Beitrag von family2007 »

Hallo zusammen,
ich habe lange nach einem passendem Forum gesucht und bin dann auf dieses gestoßen...
Es geht um meinen Mann. Wir sind seit mehreren Jahren zusammen und haben 2 Kleinkinder. Nun hat er seit einiger Zeit extreme Zwänge, die unser Familienleben stark beeinflussen und teilweise auch beeinträchtigen. Die Zwänge fingen nach und nach an und wurden immer schlimmer, bis sie jetzt seinen ganzen Alltag bestimmen. Angefangen hat es bei ihm mit "schlimmen Gedanken" bzw. Angstgedanken, die er dann durch Wiederholen von dem was er in dem Moment getan hat während er diesen Gedanken hatte, "neutralisieren" möchte. So kommt es, dass er teilweise Dinge bis zu 20x wiederholt bis er keinen schlechten Gedanken mehr hat. Es fängt morgens beim Aufstehen schon an. er zieht z.B. seinen Schlafanzug bis zu 8x an und aus bis er dann das Schlafzimmer in Richtung Bad verlässt. Er putzt sich z.T. bis zu 15x die Zähne. Morgens bevor er zur Arbeit fährt verabschiedet er sich von mir und den Kindern geht zur Haustür raus und kommt ca. 3-4x wieder rein und macht genau das gleiche nochmal. An guten Tagen kommt er nicht wieder rein, sondern steigt gleich ins Auto. Dann sehe ich aber vom Fenster aus, dass er ein paar Mal wieder umdreht und die gleiche Strecke nochmal fährt. Und so geht das die ganze Zeit. Alle Dinge die er tut (selbst das essen) werden x Mal wiederholt. Auch die Kinder und ich müssen Dinge, die wir tun oder sagen für ihn wiederholen, damit er seine Gedanken neutralisieren kann. Er sagt selbst, dass es bei mir am schlimmsten ist mit seinen Zwängen. Ich vermute mal es kommt daher, dass niemand sonst von seinen Zwängen weiß und er es in der Öffentlichkeit ganz gut verbergen kann bzw. überspielen. Leider bin ich oft genervt von ihm, sodass es in letzter Zeit sehr oft zum Streit kommt.
Er geht seit ca. 3 Monaten zu einer Psychologin. Leider hat er nur 1-2x im Monat einen Termin, da es sonst bzgl. Arbeit terminlich nicht zu vereinbaren ist. Ich versuche ihm zu helfen, bin aber mittlerweile sehr verzweifelt, da ich ihn nicht wiedererkenne. Er wird z.T. sehr aggressiv mir gegenüber und ist auch schon das ein oder andere Mal auf mich losgegangen. Ihm tut es danach immer sehr leid, aber er schiebt die Schuld dann teilweise auf mich, weil er dann der Meinung ist, dass ich ihn nicht genug unterstütze.
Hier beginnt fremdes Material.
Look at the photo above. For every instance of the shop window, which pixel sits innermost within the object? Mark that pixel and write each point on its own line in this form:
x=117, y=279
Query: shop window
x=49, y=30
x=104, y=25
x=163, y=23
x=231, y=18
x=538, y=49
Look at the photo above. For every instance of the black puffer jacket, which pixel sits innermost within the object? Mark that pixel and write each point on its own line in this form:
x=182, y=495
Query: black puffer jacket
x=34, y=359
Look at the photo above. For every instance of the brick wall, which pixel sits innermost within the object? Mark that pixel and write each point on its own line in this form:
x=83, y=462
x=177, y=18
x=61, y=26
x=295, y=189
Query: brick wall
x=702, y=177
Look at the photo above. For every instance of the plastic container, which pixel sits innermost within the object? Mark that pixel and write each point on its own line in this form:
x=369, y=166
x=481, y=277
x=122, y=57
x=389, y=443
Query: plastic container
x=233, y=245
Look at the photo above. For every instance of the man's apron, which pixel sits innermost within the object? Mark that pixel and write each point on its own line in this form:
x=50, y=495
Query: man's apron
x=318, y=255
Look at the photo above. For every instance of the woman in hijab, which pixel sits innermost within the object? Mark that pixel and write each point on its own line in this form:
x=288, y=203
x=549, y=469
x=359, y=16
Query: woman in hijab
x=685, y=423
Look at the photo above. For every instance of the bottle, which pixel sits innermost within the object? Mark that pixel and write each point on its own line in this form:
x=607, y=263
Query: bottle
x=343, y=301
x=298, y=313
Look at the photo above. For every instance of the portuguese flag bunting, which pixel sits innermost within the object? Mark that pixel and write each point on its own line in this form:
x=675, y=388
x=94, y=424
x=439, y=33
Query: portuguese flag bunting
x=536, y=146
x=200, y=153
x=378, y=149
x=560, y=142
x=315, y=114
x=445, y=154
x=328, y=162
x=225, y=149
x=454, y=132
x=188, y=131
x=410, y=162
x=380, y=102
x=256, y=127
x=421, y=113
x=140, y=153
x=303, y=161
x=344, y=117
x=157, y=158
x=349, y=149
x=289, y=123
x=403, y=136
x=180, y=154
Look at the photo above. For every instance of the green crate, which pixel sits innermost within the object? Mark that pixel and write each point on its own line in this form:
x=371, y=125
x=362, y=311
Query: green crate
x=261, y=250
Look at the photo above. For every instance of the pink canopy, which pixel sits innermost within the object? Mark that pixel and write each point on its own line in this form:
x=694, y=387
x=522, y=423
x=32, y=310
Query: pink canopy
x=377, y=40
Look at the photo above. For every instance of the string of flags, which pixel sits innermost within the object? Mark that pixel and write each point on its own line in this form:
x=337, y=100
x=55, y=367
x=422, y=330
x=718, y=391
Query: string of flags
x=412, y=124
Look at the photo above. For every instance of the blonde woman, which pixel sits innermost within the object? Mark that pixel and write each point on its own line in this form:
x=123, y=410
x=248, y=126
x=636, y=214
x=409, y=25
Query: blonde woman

Er hat zu mir gesagt, dass seine Psychologin zu ihm gesagt hat, dass ich seine Zwänge Anfangs mitmachen muss und nach einiger Zeit soll ich dann nicht mehr mitmachen. Jetzt habe ich aber gelesen, dass man die Zwänge nicht mitmachen soll?!? Ich weiß nicht, ob ich ihm das dann glauben soll. Wenn ich mich nämlich weigere etwas für ihn zu wiederholen wird er sauer und aggressiv, sodass ich letztendlich nachgebe. Ich habe bereits vieles versucht um ihm zu helfen, weiß aber nicht mehr weiter. Ich habe auch ihn gefragt, was ich denn seiner Meinung nach tun soll um ihm zu helfen. Seine Antwort: da musst du selbst draufkommen...
Habt ihr Tipps für mich? Ich möchte nicht, dass meine Kinder darunter leiden, denn mein älteres Kind ist manchmal auch schon genervt, Dinge zu wiederholen. Ich habe ihm letztens gesagt, dass ich meinen alten Ehemann wieder haben möchte und da meinte er, dass ich ihn dadurch total unter Druck setze. Aber es leidet unser gesamtes Familienleben darunter, da er die einfachsten Dinge aus Angst, dass er einen Wiederholungszwang dadurch bekommt nicht mehr macht. z.B. Müll rausbringen, Dinge wegzuschmeißen oder Sachen in den Keller räumen. Auch Ausflüge mit den Kids vermeidet er und wenn wir doch irgendwo hinfahren, kommen wir grundsätzlich zu spät, da er auf der Strecke mind. 5x umdrehen muss um die Strecke wieder zu fahren und seine Gedanken zu neutralisieren.
Sorry für den langen Text und danke fürs Lesen:-)
Alpha Centauri
Beiträge: 35
Registriert: Di 17. Apr 2018, 19:21

Re: wie kann ich meinem Mann helfen?

Beitrag von Alpha Centauri »

Hi!

Ich antworte Dir als Betroffener, habe auch "Magische Gedanken/ Zwänge", so nennt man dieses ritualisierte Vorgehen. Ich schaffe es allerdings inzwischen, ihnen im Alltag nur noch selten nachzugeben. Tricky wird´s diesbezgl. für mich eigentlich nur noch, wenn mir was Reales ohnehin grad schon große Sorge bereitet. Dann erwische ich mich dabei, vereinzelt doch noch nachzugeben. Aber stopp - es geht jetzt nicht um mich, sondern um Deinen Mann:

Gut ist, dass er bereits einsieht, dass er es mit einer Erkrankung zu tun hat. Es ist wichtig, diese Gedanken auch bewusst so einzusortieren, sich davon abzugrenzen, immer wieder. Denn das Gefühl ist durch die Zwangsproblematik einfach gestört, sprich: Dinge, die sich vielleicht gut anfühlen, sind tatsächlich aber falsch - und umgekehrt. Rationale Entscheidungen sind gefragt.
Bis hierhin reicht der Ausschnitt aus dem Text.